I’m very happy to announce that FAQoverflow has launched! Yay! Please take a look, by visiting www.faqoverflow.com, and please help to spread the word in whichever way you can.
FAQoverflow is the coffee table book version of the StackOverflow (SO) family of Q&A sites. It contains great answers to questions about everything, and is ideal for flipping through.
There is a dedicated webapp version of FAQoverflow for the iPhone. It’s free, and it’s easy to install.
In the next week or so we’ll be releasing PDF and eBook versions of FAQoverflow, idea for offline reading. When they’re available, you’ll be able to get them here.
I had the idea for FAQoverflow just over two weeks ago, and I quickly set about making it real. All up, implementation has taken about 60 hours so far. This is what I did:
- Registered the faqoverflow.com domain name.
- Set up an Amazon Web Services account.
- Set up S3 (Amazon’s file hosting service) and CloudFront (Amazon’s content-distribution network).
- Quickly got a “Coming Soon” page online
- Hand-coded HTML5 and CSS
- Incorporated Google Analytics
- Chose suitable Typekit fonts
- Set up site for Google Webmaster Tools (and Yahoo! and Bing as well)
- Made sure site works well on the iPhone
- Wrote a Ruby script to spider the Stack Exchange API
- Made sure the script recovers gracefully if it crashes out, as spidering takes a long time
- Made sure the script doesn’t hit the SO servers too hard
- Developed a crazy algorithm for finding and categorising the best questions and answers
- Wrote a Ruby script to generate a static website from the spidered content
- Tweaked the CSS to make sure each question and answer is beautifully formatted
- Used Google’s “Prettify” library for code formatting
- Used MathJax to format LaTeX-style maths equations
- Hooked up a PayPal donation button (in the hope the community can fund ongoing hosting)
- Wrote a Ruby script to upload all of the generated content to S3, thereby setting the site live :)
- Compact HTML with HTML Tidy
- Compact CSS with the YUI Compressor
Spidering the content is relatively easy. It works as follows.
- Make a request to the Stack Auth API to find all SO sites that are publicly visible, excluding the “meta” sites.
- For each site, request the top 1000 questions, sorted by votes.
- For each question, request the top 2 answers, sorted by votes.
- Exclude any questions that are closed, or that don’t have any answers.
- For each question, calculate a quality score. This takes into account the following factors:
- The number of votes the question received.
- The difference between the number of votes of the top two answers (thereby favouring questions that have one standout answer).
- The length of the question (preferring questions that are a few sentences long).
- The length of the answer (preferring answers about a page long).
- For a particular site, sort the questions by quality.
- Divide the questions up into sections, as follows:
- Consider the question at the top of the list (i.e. the one with the highest quality score).
- Create a tentative section for each combination of tags for that question, but don’t create a tentative section if the FAQ already contains that section. So, for example, if a question is tagged “Ruby” and “Web”, then create three tentative sections (“Ruby”, “Web” and “Ruby and Web”).

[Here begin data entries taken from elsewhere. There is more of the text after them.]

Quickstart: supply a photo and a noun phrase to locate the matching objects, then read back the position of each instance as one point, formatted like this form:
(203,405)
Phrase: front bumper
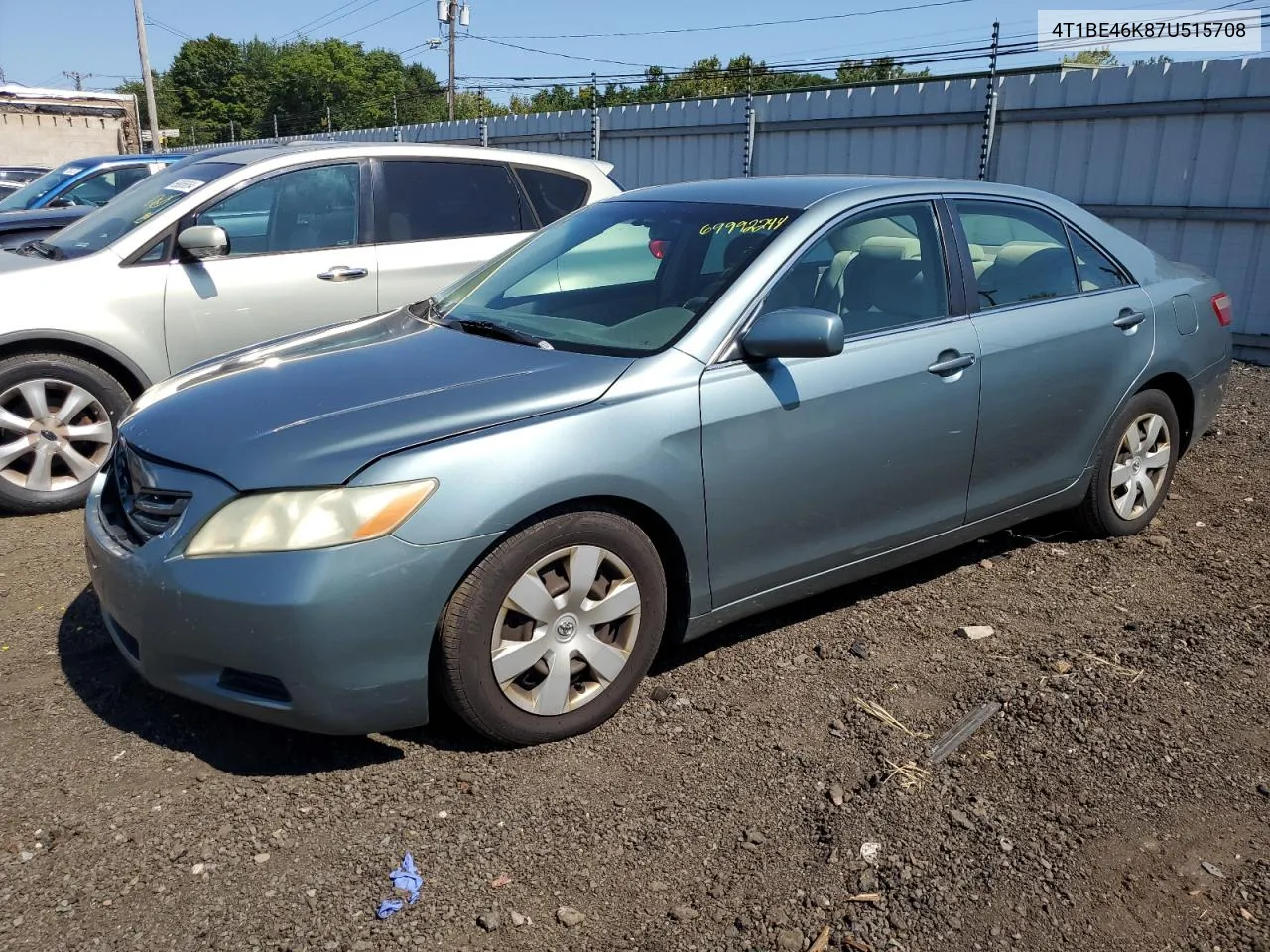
(333,642)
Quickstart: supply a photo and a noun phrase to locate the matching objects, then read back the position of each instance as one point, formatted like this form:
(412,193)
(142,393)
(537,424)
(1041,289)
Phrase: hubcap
(54,435)
(1139,467)
(566,631)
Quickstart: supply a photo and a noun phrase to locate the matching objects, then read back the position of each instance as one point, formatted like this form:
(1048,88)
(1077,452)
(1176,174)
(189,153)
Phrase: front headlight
(309,518)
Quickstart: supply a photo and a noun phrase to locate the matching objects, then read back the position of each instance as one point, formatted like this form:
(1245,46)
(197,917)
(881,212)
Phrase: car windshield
(32,191)
(621,277)
(135,207)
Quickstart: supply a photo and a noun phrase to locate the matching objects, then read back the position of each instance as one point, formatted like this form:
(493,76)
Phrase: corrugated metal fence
(1176,155)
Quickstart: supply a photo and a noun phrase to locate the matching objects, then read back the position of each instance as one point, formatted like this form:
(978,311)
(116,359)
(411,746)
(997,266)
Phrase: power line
(730,26)
(384,18)
(168,28)
(572,56)
(327,18)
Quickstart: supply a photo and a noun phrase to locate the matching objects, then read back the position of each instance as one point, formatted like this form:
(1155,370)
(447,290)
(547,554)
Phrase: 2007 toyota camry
(662,413)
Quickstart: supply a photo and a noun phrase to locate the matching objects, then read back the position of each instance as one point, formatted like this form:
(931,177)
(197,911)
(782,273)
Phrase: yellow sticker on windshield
(753,226)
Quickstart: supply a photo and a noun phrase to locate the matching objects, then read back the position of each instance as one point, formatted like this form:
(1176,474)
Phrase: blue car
(86,181)
(67,193)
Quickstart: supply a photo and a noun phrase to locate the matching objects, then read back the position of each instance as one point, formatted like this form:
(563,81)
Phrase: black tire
(67,370)
(467,626)
(1096,516)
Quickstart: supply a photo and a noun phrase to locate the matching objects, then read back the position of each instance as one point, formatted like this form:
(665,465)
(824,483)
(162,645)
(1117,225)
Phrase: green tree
(213,87)
(881,70)
(1101,56)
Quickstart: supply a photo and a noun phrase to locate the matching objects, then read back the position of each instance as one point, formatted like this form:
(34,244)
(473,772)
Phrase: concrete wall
(35,139)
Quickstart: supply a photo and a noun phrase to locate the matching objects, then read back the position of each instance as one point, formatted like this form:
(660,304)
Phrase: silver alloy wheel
(54,435)
(566,630)
(1139,466)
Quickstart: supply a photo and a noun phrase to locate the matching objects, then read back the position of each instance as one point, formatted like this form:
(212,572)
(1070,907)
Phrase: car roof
(806,190)
(131,158)
(344,148)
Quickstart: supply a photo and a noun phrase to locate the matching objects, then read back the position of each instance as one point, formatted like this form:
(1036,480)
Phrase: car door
(437,220)
(295,262)
(1065,335)
(818,462)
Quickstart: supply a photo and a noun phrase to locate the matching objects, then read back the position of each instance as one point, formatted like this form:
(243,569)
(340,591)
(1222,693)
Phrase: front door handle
(1129,318)
(343,273)
(948,366)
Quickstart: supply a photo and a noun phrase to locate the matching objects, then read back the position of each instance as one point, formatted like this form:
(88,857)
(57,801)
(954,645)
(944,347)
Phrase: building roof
(33,94)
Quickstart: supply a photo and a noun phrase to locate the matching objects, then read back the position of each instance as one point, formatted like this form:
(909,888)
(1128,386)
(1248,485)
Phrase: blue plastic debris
(388,906)
(407,879)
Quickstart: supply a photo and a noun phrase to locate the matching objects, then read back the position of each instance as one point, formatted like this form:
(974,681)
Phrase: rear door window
(1020,254)
(425,199)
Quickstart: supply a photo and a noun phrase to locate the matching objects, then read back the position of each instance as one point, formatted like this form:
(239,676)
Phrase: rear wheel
(58,417)
(552,633)
(1134,467)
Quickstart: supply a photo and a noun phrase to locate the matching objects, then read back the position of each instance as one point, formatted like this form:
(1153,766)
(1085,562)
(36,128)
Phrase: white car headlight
(309,518)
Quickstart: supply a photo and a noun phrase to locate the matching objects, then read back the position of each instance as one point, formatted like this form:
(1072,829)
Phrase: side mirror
(203,241)
(794,331)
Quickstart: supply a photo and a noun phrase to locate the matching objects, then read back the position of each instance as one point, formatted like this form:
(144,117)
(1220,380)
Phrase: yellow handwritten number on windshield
(746,227)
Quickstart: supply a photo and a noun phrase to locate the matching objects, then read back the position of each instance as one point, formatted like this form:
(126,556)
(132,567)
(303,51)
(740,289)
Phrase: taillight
(1223,309)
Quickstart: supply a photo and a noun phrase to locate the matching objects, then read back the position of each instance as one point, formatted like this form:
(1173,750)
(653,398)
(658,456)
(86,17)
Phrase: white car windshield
(620,277)
(135,207)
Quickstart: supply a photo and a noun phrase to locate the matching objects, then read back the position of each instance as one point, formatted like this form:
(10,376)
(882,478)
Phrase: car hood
(12,263)
(41,218)
(313,409)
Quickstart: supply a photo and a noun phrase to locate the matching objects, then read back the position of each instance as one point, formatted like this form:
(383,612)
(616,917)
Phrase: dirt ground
(1120,800)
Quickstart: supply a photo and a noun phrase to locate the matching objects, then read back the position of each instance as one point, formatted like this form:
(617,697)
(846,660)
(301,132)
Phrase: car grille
(131,506)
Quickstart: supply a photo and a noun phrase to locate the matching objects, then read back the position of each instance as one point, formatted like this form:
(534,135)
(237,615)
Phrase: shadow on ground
(241,747)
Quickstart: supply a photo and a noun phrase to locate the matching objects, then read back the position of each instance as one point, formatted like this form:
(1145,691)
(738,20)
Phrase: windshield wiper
(488,329)
(427,309)
(42,248)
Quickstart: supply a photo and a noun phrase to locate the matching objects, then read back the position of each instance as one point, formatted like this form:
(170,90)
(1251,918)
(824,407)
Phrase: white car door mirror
(202,241)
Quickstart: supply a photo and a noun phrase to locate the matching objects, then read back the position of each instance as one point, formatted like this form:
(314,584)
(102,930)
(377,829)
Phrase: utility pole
(144,50)
(453,13)
(989,111)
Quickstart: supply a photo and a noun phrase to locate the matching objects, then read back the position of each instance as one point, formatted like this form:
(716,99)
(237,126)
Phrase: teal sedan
(657,416)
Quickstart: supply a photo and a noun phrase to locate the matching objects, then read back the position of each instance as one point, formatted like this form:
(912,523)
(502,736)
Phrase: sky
(98,37)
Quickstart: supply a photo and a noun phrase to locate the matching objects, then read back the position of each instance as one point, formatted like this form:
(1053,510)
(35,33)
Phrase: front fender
(642,442)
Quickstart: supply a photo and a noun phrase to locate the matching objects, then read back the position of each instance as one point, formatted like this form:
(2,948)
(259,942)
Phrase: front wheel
(58,417)
(1134,467)
(552,633)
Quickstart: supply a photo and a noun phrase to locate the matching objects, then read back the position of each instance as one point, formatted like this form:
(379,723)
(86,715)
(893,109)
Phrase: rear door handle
(343,273)
(948,366)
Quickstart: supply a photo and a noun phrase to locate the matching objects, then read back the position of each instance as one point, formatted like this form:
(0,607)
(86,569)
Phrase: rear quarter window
(553,194)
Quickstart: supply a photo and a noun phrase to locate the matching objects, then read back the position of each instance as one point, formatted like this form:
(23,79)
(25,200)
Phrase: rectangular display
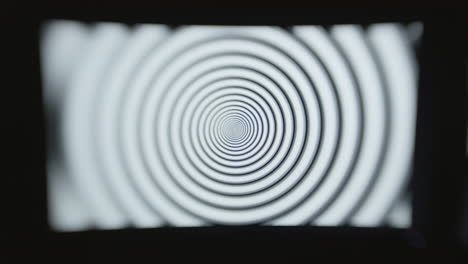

- Walk through the list, adding questions to the tentative sections if they have the requisite tags. Stop adding questions to a tentative section once it contains ten questions.
- Discard any tentative sections that contain less than 5 questions by the end of this process (we want each section of the FAQ to contain between 5 and 10 questions).
- Of the remaining tentative sections, choose the one with the greatest number of tags. If there is more than one such section, choose the one with the largest average quality score. Add the chosen section to the FAQ, and remove the questions in that section from the list. Repeat this process!
- If no tentative sections remained after this process, add the question to the “Miscellaneous” section. Once that fills up, we’re done!
- Sort the sections by their average quality, but always place the Miscellaneous section last.
- Sort the sites (which we now call “chapters”) by their average quality, but always place the “About FAQoverflow” chapter at the top.
The entire process is automated, and recovers from errors. At the moment we kick things off manually, but we plan to start up a server so that the FAQ spidering and generation process runs automatically, around the clock, which will allow me to update FAQoverflow every few days.
Yes, that’s right – we currently do not run a server at all. The entire site is static, and hosted by CloudFront. It look like it’ll cost us a few cents a month to run. Not only that, we leverage Amazon’s content distribution network, so the site is really fast regardless of where you are in the world, as it serves files from “edge locations” in the US (9 datacentres across the country), Europe (four countries across the EU) and Asia (Singapore, Hong Kong and Japan), depending on where the requests are coming from. Finally, it’s super reliable and robust, so that we fully expect to survive any level of Slashdottery that we may be subjected to. Great stuff!
We believe that this is the direction that webapps are moving in; with the smarts migrating from the server back-end to the client and to offline script processing, and we anticipate experimenting with this approach a whole lot more.
Anyway, I’ve spent hours reading FAQoverflow, so it works for me. Hope you’ll get some pleasure out of it too!